Não conheci Samora menos do que muitos outros contemporâneos meus mas não pretendo tecer mais elogios para não dar a impressão de seguir a regra geral de uma orquestra teatral organizada em que a harmonia musical não tolera notas discordantes. No circo político africano, e isso não é segredo, na falta do melhor, passa-se a vida organizando meetings de propaganda ou exibindo as dimensões do Poder e das riquezas acumuladas para infundir medo e respeito ou obediência cega aos subordinados. É inútil dar exemplos.


Nesta ordem de ideias, acho que é também muito importante, e até, moral e historicamente obrigatório que se falem abertamente dos erros cometidos pelo sucessor de Mondlane. São factos que, a bem dizer, constituem a outra face da mesma medalha. Efectivamente, logo após o assassinato do grande liberal democrata, Eduardo Mondlane, Machel deixou introduzir no Partido Frelimo a ditadura marxista-stalinista conquanto esta ideologia fosse contestada mesmo nos países socialistas de então incluindo na própria União Soviética. Para a tal decisão, que eu saiba, não houve consultação do Povo. Marcelino dos Santos e Samora Machel ditaram as regras do jogo manipulando os ideais de Mondlane ou usando o nome deste para fins próprios. Mondlane nunca foi marxista-stalinista. Não! Nunca se gabou de representante legítimo do Povo em prejuízo de quem quer que fosse. Toda a fanfarronada revolucionária nada tem a ver com Mondlane. O respeito e a simpatia merecem-se e não se exigem. Mondlane nutria grande respeito e enfrentava qualquer opinião adversa com argumentos, sem cinismo nem rancores.
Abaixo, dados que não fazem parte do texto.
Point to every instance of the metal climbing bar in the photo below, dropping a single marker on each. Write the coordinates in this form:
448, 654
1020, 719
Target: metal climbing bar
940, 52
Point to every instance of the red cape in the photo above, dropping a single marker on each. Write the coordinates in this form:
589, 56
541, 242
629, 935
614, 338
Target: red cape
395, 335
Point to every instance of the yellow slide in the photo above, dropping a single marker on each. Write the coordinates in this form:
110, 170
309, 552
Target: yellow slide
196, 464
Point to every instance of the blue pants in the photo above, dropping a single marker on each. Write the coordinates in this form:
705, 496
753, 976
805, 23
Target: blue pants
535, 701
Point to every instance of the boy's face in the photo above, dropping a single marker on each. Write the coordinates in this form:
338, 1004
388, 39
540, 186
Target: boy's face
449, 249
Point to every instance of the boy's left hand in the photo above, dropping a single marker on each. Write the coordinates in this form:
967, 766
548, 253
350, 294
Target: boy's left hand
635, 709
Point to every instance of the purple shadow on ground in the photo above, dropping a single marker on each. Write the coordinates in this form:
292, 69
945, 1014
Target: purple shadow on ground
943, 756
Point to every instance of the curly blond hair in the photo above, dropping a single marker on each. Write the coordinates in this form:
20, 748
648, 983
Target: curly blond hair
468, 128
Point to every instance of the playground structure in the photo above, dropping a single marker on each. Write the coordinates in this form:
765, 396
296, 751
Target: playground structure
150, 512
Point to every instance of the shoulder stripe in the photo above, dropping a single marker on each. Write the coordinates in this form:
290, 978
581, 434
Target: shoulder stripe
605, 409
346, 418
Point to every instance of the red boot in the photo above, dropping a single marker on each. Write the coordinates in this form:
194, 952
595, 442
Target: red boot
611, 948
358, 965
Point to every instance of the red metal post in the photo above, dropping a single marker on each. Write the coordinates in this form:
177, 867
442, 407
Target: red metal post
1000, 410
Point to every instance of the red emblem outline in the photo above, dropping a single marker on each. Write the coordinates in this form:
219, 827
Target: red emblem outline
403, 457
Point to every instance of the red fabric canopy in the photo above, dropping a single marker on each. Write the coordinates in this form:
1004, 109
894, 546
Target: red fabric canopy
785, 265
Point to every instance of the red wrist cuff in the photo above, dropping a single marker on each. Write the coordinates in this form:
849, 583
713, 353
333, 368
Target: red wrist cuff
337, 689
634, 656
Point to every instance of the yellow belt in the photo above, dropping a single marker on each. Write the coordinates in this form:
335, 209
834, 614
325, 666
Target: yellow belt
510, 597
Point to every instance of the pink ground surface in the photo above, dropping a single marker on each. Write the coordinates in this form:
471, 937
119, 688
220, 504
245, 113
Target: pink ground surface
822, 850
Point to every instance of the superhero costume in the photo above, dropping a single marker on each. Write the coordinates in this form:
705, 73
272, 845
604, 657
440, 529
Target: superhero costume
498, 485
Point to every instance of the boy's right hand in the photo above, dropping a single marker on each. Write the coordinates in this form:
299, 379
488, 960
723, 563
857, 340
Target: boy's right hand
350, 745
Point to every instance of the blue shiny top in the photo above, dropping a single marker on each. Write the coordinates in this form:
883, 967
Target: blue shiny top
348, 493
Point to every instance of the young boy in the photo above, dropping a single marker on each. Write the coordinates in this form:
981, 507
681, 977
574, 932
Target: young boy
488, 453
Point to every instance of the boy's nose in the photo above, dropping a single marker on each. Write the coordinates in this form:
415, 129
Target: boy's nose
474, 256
A perseguição dos ditos reaccionários saídos subitamente, como que por milagre do Diabo, do túmulo de Mondlane; a criação dos Campos de Concentração e proclamação da República Popular foram a obra exclusiva de Machel e dos seus Conselheiros. Até uma organização essencialmente não política como a União Nacional dos Estudantes Moçambicanos (UNEMO) cujos destacados membros contribuíram para a Formação da própria Frelimo, foi abolida sem decreto e sem nenhum comentário oficial. Decidiu-se e pronto! O Partido de Mondlane e a filosofia da sua política pragmática e neutral viam-se, assim, assaltados por uma vaga de espírito maligno, insensível e intolerante aos princípios democráticos. A aquisição e manutenção do Poder tornaram-se mais importantes do que a Unidade Nacional. Quem não agradasse ao Duo Machel-dos Santos era logo declarado, por razoes ocultas, inimigo do Povo. Essa era uma nova linguagem na história da Frelimo. Dois indivíduos reclamavam o direito do Povo inteiro!... E daí nasceram os que presentemente se chamam "Frelimos,"como distinção dos membros ordinários do Partido, e dispõem do Poder absoluto.
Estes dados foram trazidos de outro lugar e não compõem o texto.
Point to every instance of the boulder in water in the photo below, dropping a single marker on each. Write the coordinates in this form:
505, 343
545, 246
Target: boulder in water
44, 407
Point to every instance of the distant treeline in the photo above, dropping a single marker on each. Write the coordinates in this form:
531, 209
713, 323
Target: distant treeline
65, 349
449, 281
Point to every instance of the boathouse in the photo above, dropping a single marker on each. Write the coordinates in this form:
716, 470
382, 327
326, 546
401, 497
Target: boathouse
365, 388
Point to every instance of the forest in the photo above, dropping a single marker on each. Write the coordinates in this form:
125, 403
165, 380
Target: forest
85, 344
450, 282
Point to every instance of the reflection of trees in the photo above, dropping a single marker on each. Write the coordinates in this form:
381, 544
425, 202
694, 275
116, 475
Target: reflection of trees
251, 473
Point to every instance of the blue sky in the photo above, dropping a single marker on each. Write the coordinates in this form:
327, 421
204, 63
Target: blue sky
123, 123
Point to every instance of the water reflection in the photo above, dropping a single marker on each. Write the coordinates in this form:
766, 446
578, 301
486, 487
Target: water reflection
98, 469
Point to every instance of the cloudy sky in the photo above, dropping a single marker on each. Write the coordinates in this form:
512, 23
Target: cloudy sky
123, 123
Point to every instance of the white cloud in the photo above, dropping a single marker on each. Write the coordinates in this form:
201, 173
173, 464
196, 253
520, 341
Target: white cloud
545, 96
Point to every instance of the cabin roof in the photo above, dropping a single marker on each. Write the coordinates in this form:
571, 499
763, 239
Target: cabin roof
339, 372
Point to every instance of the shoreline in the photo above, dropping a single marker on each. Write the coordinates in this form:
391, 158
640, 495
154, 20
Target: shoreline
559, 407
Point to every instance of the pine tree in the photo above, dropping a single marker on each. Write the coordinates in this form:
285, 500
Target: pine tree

Atribuir os momentos difíceis durante a governação de Machel a uma suposta" conjuntura interna e externa" não favorável ao "modelo de vida escolhido pelos moçambicanos" é, francamente, uma afirmação demagógica e grotesca. Houve, sim, para os moçambicanos uma imposição do modelo de vida marxista-stalinista por parte de Machel e seus Conselheiros mas não a livre escolha do Povo. Diga-se, aqui de passagem, que os que, por convicção ou experiência própria, tiveram o "atrevimento" de protestar contra o "modelo escolhido"não voltaram a abrir as bocas... Portanto, seriamente e sem exageros, ao político Duo cabe toda a responsabilidade sobre as causas da destruição das infra-estructuras sócio-económicas e das deficiências que se notam em todos os sectores da sociedade. Os quadros nacionais com formação académica tinham nos olhos de Samora e seus conselheiros o aspecto de uma ameaça política, razão porque eles viram-se seleccionados arbitrariamente em verdadeiros revolucionários e contra-revolucionários pela nova direcção da Frelimo. As consequências dessa política são bem conhecidas.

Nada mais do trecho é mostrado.